Wet autumn leaves slushed under her tires as Moira backed her six-year-old Toyota out of its parking space in the asphalt lot across the street from the museum. The mid-October temperatures in central Texas seemed to be as mild as back in Pasadena, but this intermittent rainfall was driving her crazy. Pray God it wouldn’t get too cold later on. She and Isis didn’t have a heavy coat between them.

Her fingers tightened on the steering wheel as she waited at the street for a break in the traffic. Damn! That was Rafe McAllister standing at the curb in front of the museum, and he was looking her way. She’d like to run the jerk down. No, Moira, play the game. Isis is depending on you. Arne is depending on you. Gram and Gramps are depending on you.

Moira thought she was off the financial hook when she married Colin Sanger and he arranged for a monthly allowance to help support her family. But when Colin died, not only did the allowance cease, but Moira also learned that he’d hadn’t changed his will after they were married. That meant his ex-wife was now enormously rich and the Actors Guild’s coffers were overflowing. All Moira’s family had to live on was the sale of the jewelry Colin had given her, the yearly stipend she received from the father she’d only met once in her life, and residuals from The Clancy Family reruns.

She was still better off than Isis, whose father had never bothered to contact her after Kimiko left him for another man. But then, Bennie Birdsong had been their mother’s second husband—or maybe her third. It was hard to keep track. Her mother was currently preening herself as Kimiko O’Donnell, Lady Eglantine. That wouldn’t last long, but at least she’d sent a couple of checks back home to Pasadena this time.
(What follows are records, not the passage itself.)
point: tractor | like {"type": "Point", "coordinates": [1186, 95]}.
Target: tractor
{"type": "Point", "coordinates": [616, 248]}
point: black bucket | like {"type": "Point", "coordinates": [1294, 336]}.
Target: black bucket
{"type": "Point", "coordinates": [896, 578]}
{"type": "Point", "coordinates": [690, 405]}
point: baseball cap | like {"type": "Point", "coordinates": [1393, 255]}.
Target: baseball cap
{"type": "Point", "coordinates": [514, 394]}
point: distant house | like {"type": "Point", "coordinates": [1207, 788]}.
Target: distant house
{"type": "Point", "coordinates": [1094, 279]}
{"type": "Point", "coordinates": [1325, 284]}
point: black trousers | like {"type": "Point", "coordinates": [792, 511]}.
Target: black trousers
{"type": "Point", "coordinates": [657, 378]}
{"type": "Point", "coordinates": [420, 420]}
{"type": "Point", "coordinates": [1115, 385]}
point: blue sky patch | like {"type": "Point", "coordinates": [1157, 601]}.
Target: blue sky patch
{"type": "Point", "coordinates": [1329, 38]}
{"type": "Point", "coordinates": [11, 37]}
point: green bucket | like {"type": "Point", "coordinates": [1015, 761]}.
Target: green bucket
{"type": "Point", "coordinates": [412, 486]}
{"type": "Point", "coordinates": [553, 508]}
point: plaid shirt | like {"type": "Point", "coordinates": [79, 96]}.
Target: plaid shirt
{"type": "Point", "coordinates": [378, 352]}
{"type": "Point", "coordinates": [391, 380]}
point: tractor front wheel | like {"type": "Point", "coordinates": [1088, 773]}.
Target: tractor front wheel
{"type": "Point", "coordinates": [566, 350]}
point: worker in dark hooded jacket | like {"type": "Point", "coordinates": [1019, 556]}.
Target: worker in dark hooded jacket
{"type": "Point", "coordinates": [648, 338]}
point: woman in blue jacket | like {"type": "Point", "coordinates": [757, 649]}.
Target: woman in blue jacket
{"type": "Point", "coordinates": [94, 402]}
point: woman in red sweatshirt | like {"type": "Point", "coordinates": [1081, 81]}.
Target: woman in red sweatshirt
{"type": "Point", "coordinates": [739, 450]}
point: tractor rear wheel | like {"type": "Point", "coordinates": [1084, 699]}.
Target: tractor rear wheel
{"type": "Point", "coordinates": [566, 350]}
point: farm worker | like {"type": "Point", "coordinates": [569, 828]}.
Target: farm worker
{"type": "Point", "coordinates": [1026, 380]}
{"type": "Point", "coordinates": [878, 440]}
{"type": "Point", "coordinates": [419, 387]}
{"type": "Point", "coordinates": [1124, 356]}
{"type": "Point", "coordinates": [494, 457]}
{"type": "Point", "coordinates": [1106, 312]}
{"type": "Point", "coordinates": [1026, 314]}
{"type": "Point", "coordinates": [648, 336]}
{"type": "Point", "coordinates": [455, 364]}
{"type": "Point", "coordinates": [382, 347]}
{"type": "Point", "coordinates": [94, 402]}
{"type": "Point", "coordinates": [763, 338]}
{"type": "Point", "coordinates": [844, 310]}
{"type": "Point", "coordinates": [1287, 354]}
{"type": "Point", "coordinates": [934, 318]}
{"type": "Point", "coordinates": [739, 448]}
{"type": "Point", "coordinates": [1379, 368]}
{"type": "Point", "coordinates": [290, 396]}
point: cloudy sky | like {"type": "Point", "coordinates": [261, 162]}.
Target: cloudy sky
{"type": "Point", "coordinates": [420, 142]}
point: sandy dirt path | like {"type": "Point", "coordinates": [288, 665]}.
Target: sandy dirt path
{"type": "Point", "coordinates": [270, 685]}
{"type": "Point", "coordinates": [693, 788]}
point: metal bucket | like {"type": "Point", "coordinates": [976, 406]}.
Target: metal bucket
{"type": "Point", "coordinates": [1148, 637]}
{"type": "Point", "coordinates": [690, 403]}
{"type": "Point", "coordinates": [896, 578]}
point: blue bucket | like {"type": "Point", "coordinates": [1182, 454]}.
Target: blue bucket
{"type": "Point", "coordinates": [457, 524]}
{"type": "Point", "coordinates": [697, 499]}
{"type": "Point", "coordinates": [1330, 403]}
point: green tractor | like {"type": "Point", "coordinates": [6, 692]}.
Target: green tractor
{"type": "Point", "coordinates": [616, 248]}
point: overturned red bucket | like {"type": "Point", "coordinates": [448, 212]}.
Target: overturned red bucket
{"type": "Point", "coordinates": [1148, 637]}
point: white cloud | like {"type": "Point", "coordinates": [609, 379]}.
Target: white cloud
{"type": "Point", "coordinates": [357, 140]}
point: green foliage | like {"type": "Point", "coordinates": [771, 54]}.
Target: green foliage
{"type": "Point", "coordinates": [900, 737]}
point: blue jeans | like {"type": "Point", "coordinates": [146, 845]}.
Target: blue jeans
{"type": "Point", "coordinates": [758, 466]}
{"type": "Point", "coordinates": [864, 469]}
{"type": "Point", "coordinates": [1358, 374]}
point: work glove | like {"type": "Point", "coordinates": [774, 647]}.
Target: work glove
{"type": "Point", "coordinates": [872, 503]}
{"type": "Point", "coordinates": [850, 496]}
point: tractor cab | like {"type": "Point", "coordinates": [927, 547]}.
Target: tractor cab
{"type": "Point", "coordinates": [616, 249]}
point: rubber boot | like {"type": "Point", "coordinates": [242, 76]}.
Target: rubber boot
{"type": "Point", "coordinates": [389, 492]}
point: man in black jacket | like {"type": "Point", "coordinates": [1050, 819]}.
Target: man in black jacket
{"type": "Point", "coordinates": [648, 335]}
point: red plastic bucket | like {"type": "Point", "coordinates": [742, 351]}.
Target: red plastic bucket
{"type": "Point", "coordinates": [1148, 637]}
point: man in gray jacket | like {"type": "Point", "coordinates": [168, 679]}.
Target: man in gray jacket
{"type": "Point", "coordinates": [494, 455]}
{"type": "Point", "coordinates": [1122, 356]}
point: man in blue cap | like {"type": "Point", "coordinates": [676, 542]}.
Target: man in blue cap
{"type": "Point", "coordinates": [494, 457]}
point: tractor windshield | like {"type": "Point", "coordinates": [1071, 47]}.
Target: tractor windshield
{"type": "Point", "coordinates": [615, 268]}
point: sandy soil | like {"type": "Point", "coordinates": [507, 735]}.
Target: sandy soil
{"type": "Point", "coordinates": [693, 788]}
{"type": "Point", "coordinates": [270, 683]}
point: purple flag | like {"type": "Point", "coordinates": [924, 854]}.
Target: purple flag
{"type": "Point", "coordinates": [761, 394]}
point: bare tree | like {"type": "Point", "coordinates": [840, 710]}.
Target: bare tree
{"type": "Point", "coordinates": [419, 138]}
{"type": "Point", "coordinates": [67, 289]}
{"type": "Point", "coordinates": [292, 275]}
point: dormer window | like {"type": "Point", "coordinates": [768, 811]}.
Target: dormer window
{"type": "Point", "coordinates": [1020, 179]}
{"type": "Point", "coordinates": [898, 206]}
Not much, of course—it cost a lot of money for a fifty-two-year-old woman to maintain her looks enough to compete with the latest wave of twenty-year-old honeybuns.
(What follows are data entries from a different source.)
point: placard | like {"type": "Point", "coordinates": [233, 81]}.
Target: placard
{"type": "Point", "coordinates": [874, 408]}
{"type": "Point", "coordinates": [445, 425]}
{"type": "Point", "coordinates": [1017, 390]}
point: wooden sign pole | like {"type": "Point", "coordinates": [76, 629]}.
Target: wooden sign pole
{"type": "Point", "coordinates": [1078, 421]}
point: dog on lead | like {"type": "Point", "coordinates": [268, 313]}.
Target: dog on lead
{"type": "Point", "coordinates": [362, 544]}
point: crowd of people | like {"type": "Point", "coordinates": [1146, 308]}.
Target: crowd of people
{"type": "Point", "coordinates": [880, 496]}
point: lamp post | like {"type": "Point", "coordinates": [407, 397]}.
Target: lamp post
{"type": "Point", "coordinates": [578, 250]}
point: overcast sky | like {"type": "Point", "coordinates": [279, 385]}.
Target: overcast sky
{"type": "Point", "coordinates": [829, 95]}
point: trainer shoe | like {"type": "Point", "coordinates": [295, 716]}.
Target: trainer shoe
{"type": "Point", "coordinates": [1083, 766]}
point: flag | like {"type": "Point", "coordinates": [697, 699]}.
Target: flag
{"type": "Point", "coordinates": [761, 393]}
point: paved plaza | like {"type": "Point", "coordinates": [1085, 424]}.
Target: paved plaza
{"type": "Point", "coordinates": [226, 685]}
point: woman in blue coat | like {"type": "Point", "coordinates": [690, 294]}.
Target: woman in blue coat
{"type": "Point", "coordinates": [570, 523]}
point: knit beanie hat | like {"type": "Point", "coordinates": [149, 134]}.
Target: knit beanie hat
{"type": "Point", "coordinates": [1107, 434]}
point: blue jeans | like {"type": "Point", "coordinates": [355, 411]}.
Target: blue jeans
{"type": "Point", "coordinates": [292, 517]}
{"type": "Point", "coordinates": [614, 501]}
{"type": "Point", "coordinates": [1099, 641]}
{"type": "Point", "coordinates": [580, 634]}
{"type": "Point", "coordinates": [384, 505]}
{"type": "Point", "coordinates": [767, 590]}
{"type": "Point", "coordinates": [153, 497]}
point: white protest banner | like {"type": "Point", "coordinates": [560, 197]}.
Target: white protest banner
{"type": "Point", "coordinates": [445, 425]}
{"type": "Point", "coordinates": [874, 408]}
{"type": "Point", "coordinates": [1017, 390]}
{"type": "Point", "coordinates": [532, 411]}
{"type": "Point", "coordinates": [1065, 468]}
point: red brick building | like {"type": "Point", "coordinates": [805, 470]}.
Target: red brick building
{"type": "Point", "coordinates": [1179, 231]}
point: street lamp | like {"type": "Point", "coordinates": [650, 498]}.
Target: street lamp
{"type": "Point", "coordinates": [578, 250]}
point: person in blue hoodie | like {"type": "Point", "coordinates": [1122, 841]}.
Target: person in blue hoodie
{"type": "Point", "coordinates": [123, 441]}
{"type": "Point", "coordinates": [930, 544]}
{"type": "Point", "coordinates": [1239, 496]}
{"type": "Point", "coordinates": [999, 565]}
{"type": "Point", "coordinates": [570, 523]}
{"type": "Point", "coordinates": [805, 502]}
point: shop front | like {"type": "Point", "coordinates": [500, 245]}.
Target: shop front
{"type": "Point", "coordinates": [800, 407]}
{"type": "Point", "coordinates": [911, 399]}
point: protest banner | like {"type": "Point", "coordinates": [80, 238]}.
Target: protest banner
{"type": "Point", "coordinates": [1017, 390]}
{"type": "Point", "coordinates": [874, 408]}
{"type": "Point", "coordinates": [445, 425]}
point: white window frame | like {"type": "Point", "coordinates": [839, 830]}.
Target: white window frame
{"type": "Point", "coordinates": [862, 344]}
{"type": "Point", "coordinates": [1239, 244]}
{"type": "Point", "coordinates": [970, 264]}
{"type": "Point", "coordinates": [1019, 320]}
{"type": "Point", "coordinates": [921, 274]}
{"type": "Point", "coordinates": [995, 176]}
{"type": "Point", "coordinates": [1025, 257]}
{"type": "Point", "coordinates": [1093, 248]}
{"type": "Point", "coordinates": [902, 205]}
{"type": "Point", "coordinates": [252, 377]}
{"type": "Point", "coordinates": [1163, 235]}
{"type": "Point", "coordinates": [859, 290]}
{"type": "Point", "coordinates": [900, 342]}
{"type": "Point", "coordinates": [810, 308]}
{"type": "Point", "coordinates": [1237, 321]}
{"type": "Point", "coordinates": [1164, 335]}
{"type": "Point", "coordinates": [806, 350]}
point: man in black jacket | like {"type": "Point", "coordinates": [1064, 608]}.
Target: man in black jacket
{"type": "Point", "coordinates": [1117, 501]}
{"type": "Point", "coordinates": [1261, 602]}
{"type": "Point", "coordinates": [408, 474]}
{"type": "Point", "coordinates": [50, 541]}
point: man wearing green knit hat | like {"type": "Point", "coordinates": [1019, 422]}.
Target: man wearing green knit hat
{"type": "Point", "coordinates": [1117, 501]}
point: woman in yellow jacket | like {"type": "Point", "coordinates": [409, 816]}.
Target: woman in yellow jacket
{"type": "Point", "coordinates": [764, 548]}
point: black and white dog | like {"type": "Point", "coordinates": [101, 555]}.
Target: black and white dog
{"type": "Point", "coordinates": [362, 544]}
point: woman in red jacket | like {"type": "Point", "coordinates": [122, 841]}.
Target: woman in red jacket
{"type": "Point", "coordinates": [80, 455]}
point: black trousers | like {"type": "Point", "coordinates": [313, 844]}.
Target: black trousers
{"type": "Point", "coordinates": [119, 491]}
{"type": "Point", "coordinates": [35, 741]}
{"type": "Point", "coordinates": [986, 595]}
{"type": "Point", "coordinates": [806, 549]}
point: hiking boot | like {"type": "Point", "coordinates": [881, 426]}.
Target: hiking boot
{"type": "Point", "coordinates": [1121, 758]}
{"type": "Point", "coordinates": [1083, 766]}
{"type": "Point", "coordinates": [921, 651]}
Moira mulled over her meeting with the theater guild as she drove onto Bowie Avenue, then cut over to Austin Avenue, Bosque Bend’s main drag. Apparently the major purpose of the get-together had been for everyone to look her over. Accordingly, she’d smiled like a demented dolphin and shaken everyone’s hand, even Rafe McAllister’s.

And his gorgeous eyes had sparkled at her the whole time.

*



Rafe gave Moira Farrar a wave as she drove out onto the street, but she didn’t respond. Probably didn’t see him—or didn’t want to.

What was going on with the woman? He’d felt an immediate connection with her in the museum and followed up in kind, but she’d gone cold on him. Maybe he shouldn’t have made a move on her right off the bat, but she was such a cute little thing. The sitcom camera had never caught those high cheekbones and exotic eyes, the eyebrows that looked like they’d been painted on with a feather, the fanlike lashes, the sweetness of her smile. And that rasping voice, which had been used for comic effect in The Clancy Family, had sent shivers down him to right there where it mattered.

He watched her car turn the corner at the end of the block. Colin Sanger had died two years ago—dived into a half-empty swimming pool was the story. Did Moira Farrar have a current boyfriend? Boyfriend—a stupid term for an adult male. Say it out, Rafe—does she have a lover?